Through its 47 (and counting) chapters in the U.S., Canada, New Zealand and Australia, MAP encourages discussion about minority issues within the profession, philosophy representing minority perspectives and theoretical issues in the philosophies of gender, race, sexual orientation, disability, and so on (see Our MAP for the Gap).
At Ohio State, the MAP chapter evolved from WiPhi (Women in Philosophy), an informal reading group for women undergraduates, graduate students and faculty. Unlike WiPhi, MAP is an inclusive group -- one does not need to be a member of a minority population to join and participate in the group’s activities -- and it addresses issues relevant to not only women but also other minority populations inside and outside of philosophy.
Jenni states that she sees MAP as a “great opportunity for us as a department to provide a more supportive environment for everyone.”
Assistant Professor Julia Joráti and Visiting Assistant Professor Amy Shuster are serving as the group’s faculty advisors. Julia had cofounded the very first MAP group during her PhD studies at Yale University, and initially suggested that Lavender and Jenni start a chapter at Ohio State as they were considering ways to make WiPhi more active and more inclusive.
During autumn semester, MAP is holding a reading and discussion group on the topic of implicit bias. According to Lavender, this topic was chosen because it is a broad issue that affects many populations, in addition to raising complex philosophical issues. In spring, the reading group will focus on issues surrounding disability, including mental illness (an issue of professional as well as philosophical concern).
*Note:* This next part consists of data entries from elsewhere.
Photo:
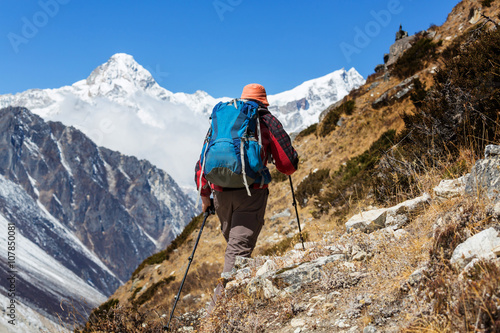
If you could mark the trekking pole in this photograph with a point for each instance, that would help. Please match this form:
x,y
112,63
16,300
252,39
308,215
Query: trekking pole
x,y
210,210
296,212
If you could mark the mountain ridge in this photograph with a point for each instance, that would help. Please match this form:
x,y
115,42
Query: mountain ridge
x,y
120,106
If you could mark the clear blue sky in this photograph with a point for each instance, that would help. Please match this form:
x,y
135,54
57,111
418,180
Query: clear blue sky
x,y
216,46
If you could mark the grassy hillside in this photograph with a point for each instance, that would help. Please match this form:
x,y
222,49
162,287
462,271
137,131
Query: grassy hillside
x,y
382,152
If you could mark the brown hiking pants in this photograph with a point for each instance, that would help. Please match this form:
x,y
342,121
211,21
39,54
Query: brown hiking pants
x,y
241,218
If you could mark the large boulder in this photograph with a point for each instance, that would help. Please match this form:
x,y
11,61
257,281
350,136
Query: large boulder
x,y
481,245
394,217
485,175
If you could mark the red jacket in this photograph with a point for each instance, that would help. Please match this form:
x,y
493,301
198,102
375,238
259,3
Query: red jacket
x,y
277,146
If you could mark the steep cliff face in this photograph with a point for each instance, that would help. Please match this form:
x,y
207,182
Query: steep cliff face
x,y
88,212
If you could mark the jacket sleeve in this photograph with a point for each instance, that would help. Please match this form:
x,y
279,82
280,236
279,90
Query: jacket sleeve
x,y
285,157
205,187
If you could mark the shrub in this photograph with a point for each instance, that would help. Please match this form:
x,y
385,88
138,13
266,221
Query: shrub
x,y
308,131
415,58
353,181
311,185
461,109
103,312
146,295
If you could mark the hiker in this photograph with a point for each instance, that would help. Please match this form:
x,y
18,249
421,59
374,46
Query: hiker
x,y
241,210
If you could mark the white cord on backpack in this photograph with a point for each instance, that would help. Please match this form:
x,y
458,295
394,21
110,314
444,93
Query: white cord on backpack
x,y
243,172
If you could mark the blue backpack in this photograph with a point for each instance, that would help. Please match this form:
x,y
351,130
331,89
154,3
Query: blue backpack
x,y
231,154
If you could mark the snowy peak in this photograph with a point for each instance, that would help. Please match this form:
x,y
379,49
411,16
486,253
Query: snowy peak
x,y
120,74
301,106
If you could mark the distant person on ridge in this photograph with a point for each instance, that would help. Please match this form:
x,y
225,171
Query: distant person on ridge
x,y
241,206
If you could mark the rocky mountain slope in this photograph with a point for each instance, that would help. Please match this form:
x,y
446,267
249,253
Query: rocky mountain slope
x,y
371,155
122,107
85,216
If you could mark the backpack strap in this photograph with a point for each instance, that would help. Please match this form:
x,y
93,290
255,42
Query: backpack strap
x,y
203,166
243,172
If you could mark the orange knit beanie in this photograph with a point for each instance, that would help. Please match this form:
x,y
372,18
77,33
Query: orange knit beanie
x,y
255,91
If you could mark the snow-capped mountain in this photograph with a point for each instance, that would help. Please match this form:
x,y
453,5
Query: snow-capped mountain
x,y
301,106
84,216
122,107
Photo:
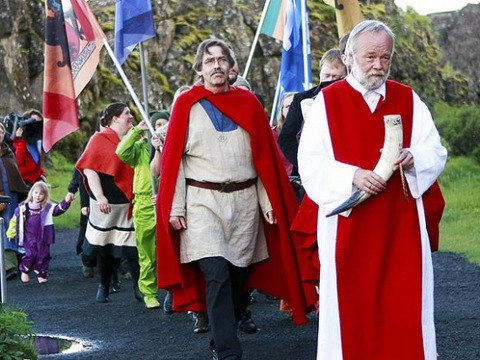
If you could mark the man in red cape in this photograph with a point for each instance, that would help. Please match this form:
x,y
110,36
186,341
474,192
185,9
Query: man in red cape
x,y
277,275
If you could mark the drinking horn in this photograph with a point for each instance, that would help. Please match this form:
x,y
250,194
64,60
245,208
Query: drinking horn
x,y
392,146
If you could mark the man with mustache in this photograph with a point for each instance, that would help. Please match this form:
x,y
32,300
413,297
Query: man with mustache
x,y
225,204
376,278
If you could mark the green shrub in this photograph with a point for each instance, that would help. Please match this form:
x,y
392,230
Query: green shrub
x,y
17,338
460,128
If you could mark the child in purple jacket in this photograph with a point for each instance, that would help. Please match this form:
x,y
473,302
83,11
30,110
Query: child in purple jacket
x,y
32,224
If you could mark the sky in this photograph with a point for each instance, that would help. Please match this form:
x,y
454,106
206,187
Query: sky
x,y
424,7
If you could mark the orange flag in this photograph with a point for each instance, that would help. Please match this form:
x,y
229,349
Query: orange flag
x,y
348,14
73,40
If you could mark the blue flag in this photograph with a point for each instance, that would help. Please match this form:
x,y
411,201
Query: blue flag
x,y
296,69
133,24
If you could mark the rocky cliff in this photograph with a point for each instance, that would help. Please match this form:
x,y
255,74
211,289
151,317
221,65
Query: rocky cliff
x,y
459,38
183,24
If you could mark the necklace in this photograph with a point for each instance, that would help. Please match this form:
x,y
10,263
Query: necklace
x,y
220,121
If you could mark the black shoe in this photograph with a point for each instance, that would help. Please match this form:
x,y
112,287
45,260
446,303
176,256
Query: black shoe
x,y
213,350
246,323
116,283
201,323
167,303
138,295
11,274
102,294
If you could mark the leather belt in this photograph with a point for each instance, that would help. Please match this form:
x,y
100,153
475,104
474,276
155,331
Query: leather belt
x,y
222,187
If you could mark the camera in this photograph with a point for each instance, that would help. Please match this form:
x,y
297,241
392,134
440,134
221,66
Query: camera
x,y
32,129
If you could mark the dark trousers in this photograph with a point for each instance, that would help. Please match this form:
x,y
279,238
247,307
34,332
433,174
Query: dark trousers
x,y
107,265
225,284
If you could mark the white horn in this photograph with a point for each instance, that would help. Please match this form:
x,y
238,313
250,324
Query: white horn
x,y
392,146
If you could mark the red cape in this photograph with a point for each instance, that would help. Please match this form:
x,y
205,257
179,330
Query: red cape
x,y
279,275
100,156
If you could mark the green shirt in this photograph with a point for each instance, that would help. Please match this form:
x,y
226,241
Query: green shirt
x,y
136,153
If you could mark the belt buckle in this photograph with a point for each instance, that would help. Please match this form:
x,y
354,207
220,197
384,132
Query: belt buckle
x,y
224,187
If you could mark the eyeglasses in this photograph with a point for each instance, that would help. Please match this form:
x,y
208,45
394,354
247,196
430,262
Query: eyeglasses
x,y
222,60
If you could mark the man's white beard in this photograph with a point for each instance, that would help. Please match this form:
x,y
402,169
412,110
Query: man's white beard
x,y
364,79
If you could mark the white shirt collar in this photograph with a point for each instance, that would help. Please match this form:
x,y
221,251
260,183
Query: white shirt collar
x,y
362,90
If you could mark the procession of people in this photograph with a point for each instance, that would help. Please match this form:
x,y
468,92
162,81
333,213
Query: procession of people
x,y
207,210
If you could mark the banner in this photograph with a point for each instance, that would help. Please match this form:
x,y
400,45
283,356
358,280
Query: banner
x,y
274,22
296,68
73,41
133,24
348,14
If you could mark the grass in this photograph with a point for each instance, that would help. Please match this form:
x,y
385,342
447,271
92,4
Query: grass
x,y
459,229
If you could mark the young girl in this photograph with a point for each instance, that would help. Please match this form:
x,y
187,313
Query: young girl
x,y
32,223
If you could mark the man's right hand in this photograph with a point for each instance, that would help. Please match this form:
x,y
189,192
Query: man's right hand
x,y
178,222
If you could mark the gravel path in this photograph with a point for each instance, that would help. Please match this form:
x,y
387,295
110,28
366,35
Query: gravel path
x,y
124,329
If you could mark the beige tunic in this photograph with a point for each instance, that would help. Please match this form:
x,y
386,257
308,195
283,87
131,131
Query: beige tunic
x,y
219,224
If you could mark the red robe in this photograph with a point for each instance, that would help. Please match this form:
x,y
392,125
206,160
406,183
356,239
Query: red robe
x,y
279,275
378,260
100,156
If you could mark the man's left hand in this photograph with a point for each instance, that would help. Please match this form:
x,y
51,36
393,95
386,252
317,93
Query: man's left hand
x,y
406,159
270,217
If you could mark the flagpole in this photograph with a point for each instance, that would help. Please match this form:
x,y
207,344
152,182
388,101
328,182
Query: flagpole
x,y
275,100
129,86
304,40
145,103
144,78
255,39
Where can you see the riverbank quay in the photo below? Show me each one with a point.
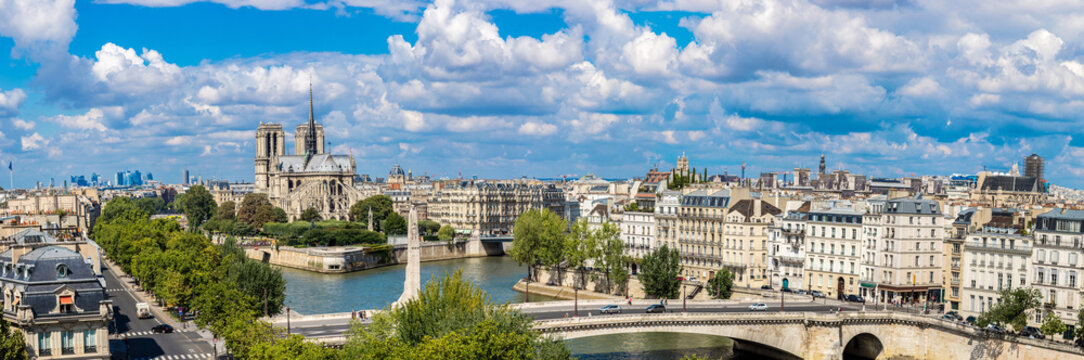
(340, 259)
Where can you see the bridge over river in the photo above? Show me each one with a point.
(804, 331)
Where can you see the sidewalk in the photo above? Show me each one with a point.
(160, 313)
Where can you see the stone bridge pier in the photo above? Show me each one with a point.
(814, 336)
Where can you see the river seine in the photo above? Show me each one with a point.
(311, 293)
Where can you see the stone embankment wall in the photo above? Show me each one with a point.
(340, 259)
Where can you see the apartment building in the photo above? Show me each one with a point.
(637, 231)
(995, 259)
(745, 241)
(490, 207)
(666, 219)
(833, 243)
(872, 243)
(910, 265)
(700, 218)
(786, 255)
(1057, 262)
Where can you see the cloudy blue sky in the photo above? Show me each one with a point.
(544, 88)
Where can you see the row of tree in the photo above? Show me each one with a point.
(1016, 305)
(540, 240)
(229, 292)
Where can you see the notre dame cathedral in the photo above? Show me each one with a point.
(310, 177)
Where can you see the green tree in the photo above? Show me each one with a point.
(198, 206)
(1080, 324)
(659, 271)
(451, 319)
(151, 205)
(256, 209)
(227, 210)
(12, 343)
(1012, 309)
(581, 245)
(310, 215)
(538, 239)
(427, 227)
(1052, 324)
(446, 233)
(395, 225)
(721, 285)
(381, 205)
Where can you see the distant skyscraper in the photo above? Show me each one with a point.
(1033, 166)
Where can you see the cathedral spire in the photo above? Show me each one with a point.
(310, 136)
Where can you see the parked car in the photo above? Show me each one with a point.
(164, 329)
(1032, 332)
(995, 329)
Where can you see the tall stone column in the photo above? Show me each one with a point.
(413, 282)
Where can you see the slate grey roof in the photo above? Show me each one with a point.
(50, 269)
(319, 163)
(913, 205)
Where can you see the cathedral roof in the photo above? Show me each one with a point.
(319, 163)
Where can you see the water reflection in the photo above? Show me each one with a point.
(310, 293)
(636, 346)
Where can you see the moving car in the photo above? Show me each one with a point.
(143, 310)
(164, 329)
(1032, 332)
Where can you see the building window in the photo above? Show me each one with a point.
(44, 344)
(67, 343)
(89, 342)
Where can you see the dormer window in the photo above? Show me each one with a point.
(62, 271)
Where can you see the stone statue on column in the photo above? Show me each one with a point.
(413, 282)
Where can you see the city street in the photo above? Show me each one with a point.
(339, 326)
(141, 343)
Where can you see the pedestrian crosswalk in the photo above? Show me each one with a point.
(178, 357)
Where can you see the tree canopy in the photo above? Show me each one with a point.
(12, 343)
(1014, 307)
(446, 233)
(451, 319)
(395, 225)
(721, 285)
(659, 271)
(538, 239)
(310, 215)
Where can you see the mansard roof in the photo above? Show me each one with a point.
(319, 163)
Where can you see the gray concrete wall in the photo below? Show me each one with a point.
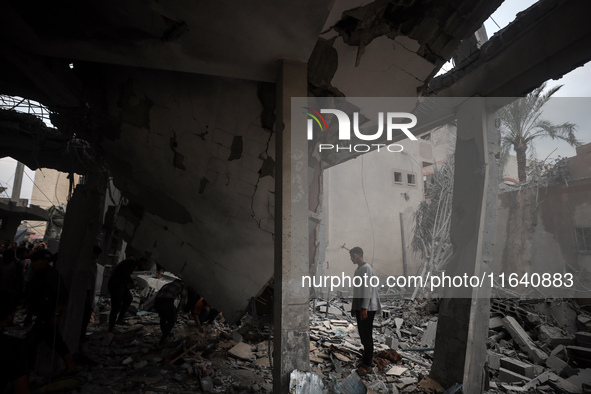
(189, 151)
(363, 206)
(536, 229)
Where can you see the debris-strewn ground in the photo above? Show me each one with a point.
(541, 346)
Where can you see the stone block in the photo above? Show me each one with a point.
(518, 366)
(523, 340)
(507, 376)
(428, 339)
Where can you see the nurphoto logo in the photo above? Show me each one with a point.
(394, 121)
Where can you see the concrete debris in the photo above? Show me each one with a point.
(523, 340)
(242, 351)
(305, 383)
(238, 359)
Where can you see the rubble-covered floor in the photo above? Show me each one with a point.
(537, 346)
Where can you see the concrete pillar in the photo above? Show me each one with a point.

MAP also plans to host a guest speaker on the theme.
Lavender and Jenni have expressed hope that, in future years, the Ohio State chapter will organize a joint conference with other regional MAP chapters.
Describing the vision of the new MAP chapter, Lavender says, “Over the past year there have been many interesting and fruitful discussions both among the graduate students, and between graduate students and faculty, about issues that affect minorities in philosophy. It’s clear that there is a growing interest here at Ohio State surrounding disability, gender identity and race, to mention just a few. We think that MAP can serve as a structured and constructive outlet for members of the department to express their interests. The hope is that this will not only have a positive impact on our department, but the discipline as well.”